WINTER CONTINUES

Posted on 12/30/2015 | About Quebec

Winter weather that spun off a series of deadly storms in the Midwest brought the season's first big punch to the Northeast on Tuesday, with snow, sleet and freezing rain greasing roads, sending drivers spinning and keeping people indoors amid sub-freezing temperatures.

It is now truly winter in parts of the Maritimes. Nova Scotia and southeastern New Brunswick are getting dumped on for a second time in three days. Meantime in Quebec, parts of the Montreal area are getting hit with up to 16 inches. It is being blown by a system that brought a mess of snow and freezing rain to Ontario.

Parts of northern New England already had about six inches of snow by early evening, and isolated areas could get 10 inches or more by the time it ends late in the day, according to the National Weather Service.

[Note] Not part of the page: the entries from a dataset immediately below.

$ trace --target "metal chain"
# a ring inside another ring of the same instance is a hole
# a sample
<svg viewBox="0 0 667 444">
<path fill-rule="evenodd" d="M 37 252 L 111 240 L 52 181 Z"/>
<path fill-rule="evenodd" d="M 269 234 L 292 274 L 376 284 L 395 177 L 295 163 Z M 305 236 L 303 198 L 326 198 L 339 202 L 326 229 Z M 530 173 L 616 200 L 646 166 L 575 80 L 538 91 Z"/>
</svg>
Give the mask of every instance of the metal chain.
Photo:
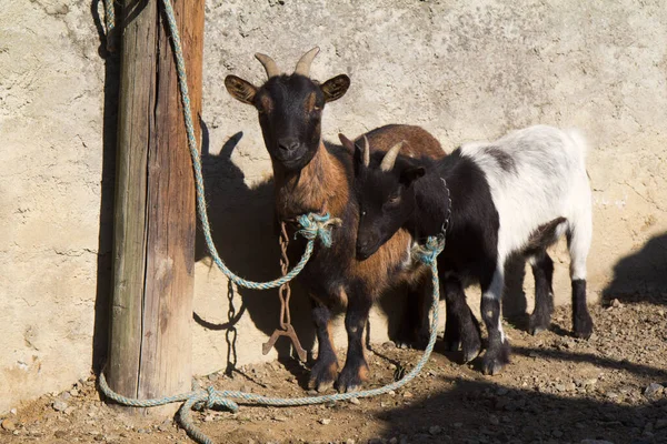
<svg viewBox="0 0 667 444">
<path fill-rule="evenodd" d="M 280 269 L 282 272 L 282 275 L 285 276 L 287 274 L 287 272 L 289 271 L 289 258 L 287 255 L 287 248 L 289 246 L 289 234 L 287 233 L 287 223 L 285 221 L 280 222 Z M 280 300 L 280 327 L 276 329 L 273 331 L 273 334 L 271 334 L 271 337 L 269 337 L 269 340 L 262 344 L 261 346 L 261 352 L 262 354 L 267 354 L 269 353 L 269 351 L 273 347 L 273 345 L 276 344 L 276 341 L 278 341 L 278 337 L 280 336 L 288 336 L 291 342 L 292 342 L 292 346 L 295 347 L 295 351 L 297 352 L 297 355 L 299 356 L 299 359 L 301 361 L 306 361 L 307 359 L 307 354 L 306 354 L 306 350 L 303 350 L 303 347 L 301 346 L 301 343 L 299 342 L 299 337 L 297 336 L 297 332 L 295 331 L 295 327 L 291 325 L 291 314 L 289 312 L 289 300 L 291 297 L 291 287 L 289 284 L 289 281 L 285 282 L 282 285 L 280 285 L 280 287 L 278 289 L 278 299 Z"/>
<path fill-rule="evenodd" d="M 287 234 L 287 224 L 280 222 L 280 271 L 286 275 L 289 271 L 289 258 L 287 248 L 289 246 L 289 234 Z M 278 289 L 278 297 L 280 299 L 280 326 L 287 330 L 287 325 L 291 324 L 291 315 L 289 312 L 289 299 L 291 297 L 291 286 L 289 282 L 283 283 Z"/>
</svg>

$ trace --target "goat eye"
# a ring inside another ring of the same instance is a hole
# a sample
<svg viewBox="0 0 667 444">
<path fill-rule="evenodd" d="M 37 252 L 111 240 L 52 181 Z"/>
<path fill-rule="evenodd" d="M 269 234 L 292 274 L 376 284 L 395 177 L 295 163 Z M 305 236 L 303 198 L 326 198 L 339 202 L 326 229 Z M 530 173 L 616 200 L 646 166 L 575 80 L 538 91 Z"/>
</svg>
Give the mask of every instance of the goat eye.
<svg viewBox="0 0 667 444">
<path fill-rule="evenodd" d="M 398 202 L 400 202 L 400 194 L 395 194 L 387 201 L 390 205 L 396 205 Z"/>
</svg>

The weather made for a sloppy mess in parts of metro Boston, where memories linger of last winter's record-breaking snowfall. In snow-loving Vermont, Chassidy Byrd, the assistant manager at a gas station and convenience store in Plainfield, said the storm returned the state to a sense of normal.

Without any snow, “it didn't feel like Vermont,” she said. Forecasters said snowfall totals would range from an inch or less in parts of southern New England before turning over to rain and sleet, while northern regions would see more. In central and northern New York, 4 to 8 inches of snow was anticipated. The snow went a long way toward making up for a warm, snowless December in the Northeast where several spots are flirting with record warmth for the month. The temperature topped 60 degrees on Christmas Day in Maine, and normally, Portland would have seen more than a foot of snow by Tuesday.

And what would any story be today without a bit of gratuitous violence and weaponry. In Andover, Massachusetts, police say a man pulled an unloaded gun on a snowplow driver after nearly crashing into the plow. The man's lawyer said his client was attacked first and pulled out the gun in self-defence.